Collaborative Filtering Powers Smart Recommendations — But Who’s Really Building Them?
While collaborative filtering algorithms personalize everything from Netflix streams to e-commerce picks, a deeper investigation reveals how corporate platforms obscure the human and technological infrastructure behind them. This article connects the dots between recommendation systems and the often-invisible businesses enabling them.

Recommendation systems are the silent architects of modern digital consumption, shaping what we watch, buy, and even believe. According to Analytics Vidhya, collaborative filtering — a technique that predicts user preferences by analyzing patterns in collective behavior — remains one of the most effective methods behind platforms like Netflix, Amazon, and Spotify. By identifying users with similar tastes and recommending items those users liked, these algorithms create an illusion of personalization that feels intuitive, even inevitable.
But behind the scenes, the infrastructure enabling these systems is far more complex — and commercially fragmented — than most consumers realize. While Analytics Vidhya details the technical implementation of movie recommenders using Python and matrix factorization, it offers no insight into the corporate entities that deploy, scale, and monetize these models. This gap raises a critical question: who is truly building the recommendation engines that dictate our digital experiences?
Enter Built. Not the protein bar brand known for its marshmallowy texture and sour puff flavors — though its e-commerce platform undoubtedly leverages recommendation algorithms to upsell chocolate-covered protein bars to fitness enthusiasts — but Built as a suite of business software solutions. My.BuiltAccounting.com, a platform serving small and medium enterprises across Africa, offers integrated payment processing, payroll management, and financial analytics. While seemingly unrelated to streaming or retail, Built’s software infrastructure is precisely the kind of backend system that powers the data pipelines feeding recommendation engines. SMEs using Built’s tools generate transactional data — purchase histories, user demographics, browsing behavior — that, when aggregated and anonymized, becomes the raw material for collaborative filtering models deployed by larger platforms.

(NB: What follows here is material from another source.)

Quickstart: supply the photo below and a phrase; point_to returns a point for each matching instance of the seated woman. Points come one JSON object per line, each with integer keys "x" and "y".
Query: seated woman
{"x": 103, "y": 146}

Consider this: a local gym in Lagos uses Built’s accounting software to manage memberships and payments. Every time a member buys a protein bar from an online retailer — perhaps one powered by Built.com’s e-commerce platform — that purchase is logged, categorized, and potentially shared via API with third-party analytics firms. Those firms, in turn, feed this micro-data into recommendation engines used by Amazon or Netflix. The result? A user who buys a Built Protein Bar is more likely to see ads for fitness documentaries or protein-rich meal kits — not because Netflix knows them personally, but because their transactional footprint was triangulated through corporate data ecosystems.
This hidden chain underscores a troubling trend: the commodification of behavioral data through intermediary business platforms. While users are told they’re benefiting from "smart recommendations," they rarely understand that their purchasing habits are being harvested by B2B software providers like BuiltAccounting.com — platforms designed for efficiency, not transparency. These companies operate under terms of service that permit data aggregation, often without explicit user consent beyond boilerplate agreements.
The irony is palpable. Analytics Vidhya celebrates the ingenuity of collaborative filtering as a technical triumph. Built.com markets its protein bars as a lifestyle choice. BuiltAccounting.com positions itself as a productivity tool for entrepreneurs. Yet together, they form an invisible axis of data extraction — each layer contributing to a system that knows us better than we know ourselves.
Regulators are beginning to take notice. The EU’s Digital Services Act and California’s Consumer Privacy Act now demand greater transparency in algorithmic decision-making. But without public scrutiny of the B2B intermediaries like Built, even the strongest consumer protections will fall short. The next frontier in digital ethics isn’t just about who recommends your next movie — it’s about who built the system that made the recommendation possible, and whether they’re accountable to you at all.